In 1976 or so, Jackson Browne wrote about traveling in a tour charter, saying:
We’ve got country and western on the bus, R & B
We got disco in eight tracks and cassettes in stereo
We’ve got rural scenes & magazines
We’ve got truckers on CB
We’ve got Richard Pryor on the video
So, ‘stereo’, oh boy. Now we have stereo in our pockets. My children and theirs have all that and better, mounted on the seat backs of the family van. Maybe not so many rural scenes and fewer magazines.
Then there are the roads. When I was that boy the highway trip from my family home in Ann Arbor to grandpa’s house in Chicago was a miserable, not-air conditioned, cramped eight hours in the ’48 Ford. (No videos, no R&B, no CB, just us three squirming kids.
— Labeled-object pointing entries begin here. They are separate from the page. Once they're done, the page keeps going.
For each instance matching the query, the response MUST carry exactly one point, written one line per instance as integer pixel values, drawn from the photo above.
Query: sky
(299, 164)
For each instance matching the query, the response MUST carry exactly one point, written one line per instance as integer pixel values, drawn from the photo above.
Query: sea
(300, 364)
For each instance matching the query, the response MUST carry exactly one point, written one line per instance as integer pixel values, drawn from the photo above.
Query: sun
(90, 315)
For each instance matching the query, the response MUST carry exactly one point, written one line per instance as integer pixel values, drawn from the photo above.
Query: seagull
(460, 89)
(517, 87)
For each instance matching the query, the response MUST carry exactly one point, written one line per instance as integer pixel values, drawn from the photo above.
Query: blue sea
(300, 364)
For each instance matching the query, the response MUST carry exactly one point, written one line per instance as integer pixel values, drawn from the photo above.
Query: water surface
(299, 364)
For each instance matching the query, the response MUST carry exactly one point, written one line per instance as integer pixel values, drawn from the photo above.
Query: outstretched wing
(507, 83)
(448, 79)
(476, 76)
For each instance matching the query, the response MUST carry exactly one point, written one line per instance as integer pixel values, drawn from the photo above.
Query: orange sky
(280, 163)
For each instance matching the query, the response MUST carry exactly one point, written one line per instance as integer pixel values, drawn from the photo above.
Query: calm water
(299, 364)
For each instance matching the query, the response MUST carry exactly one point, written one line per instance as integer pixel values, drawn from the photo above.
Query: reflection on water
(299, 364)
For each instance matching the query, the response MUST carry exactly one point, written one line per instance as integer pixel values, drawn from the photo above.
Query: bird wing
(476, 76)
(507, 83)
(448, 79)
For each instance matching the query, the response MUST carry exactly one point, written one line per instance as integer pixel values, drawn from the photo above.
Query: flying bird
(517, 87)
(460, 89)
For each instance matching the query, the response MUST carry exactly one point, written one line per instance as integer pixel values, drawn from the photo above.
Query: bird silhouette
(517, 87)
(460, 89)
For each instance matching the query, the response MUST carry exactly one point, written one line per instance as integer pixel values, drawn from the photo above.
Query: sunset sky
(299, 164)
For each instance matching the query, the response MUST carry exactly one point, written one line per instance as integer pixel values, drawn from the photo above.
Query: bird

And not the pictured actual particular car.) Now that 250 miles takes four hours (and has all the above).
It was even tougher before my time. Dad courted mom from his first job, assistant pastoring of a church in Jackson, Michigan which she lived at home in Chicago. It was the Thirties, the Depression. Dad had a Model A which cruised at 45, which makes the trip to see his girlfriend an eight plus hour grind each way. He says that he was earning $18 a week, and that he could make the trip to Chicago only three times a year. The rest of of the time he wrote letters.
By the time I was making that trip by myself, it was that painless four freeway hours with choice of stereo. The last leg into Illinois and Indiana of my childhood trips was thru East Chicago and Gary, under the red glowing walls of the great steel mills, a distinctive, poisonous smell that I can still recall. Now you could go look, but the mills are gone, and the highway goes way around Gary anyway.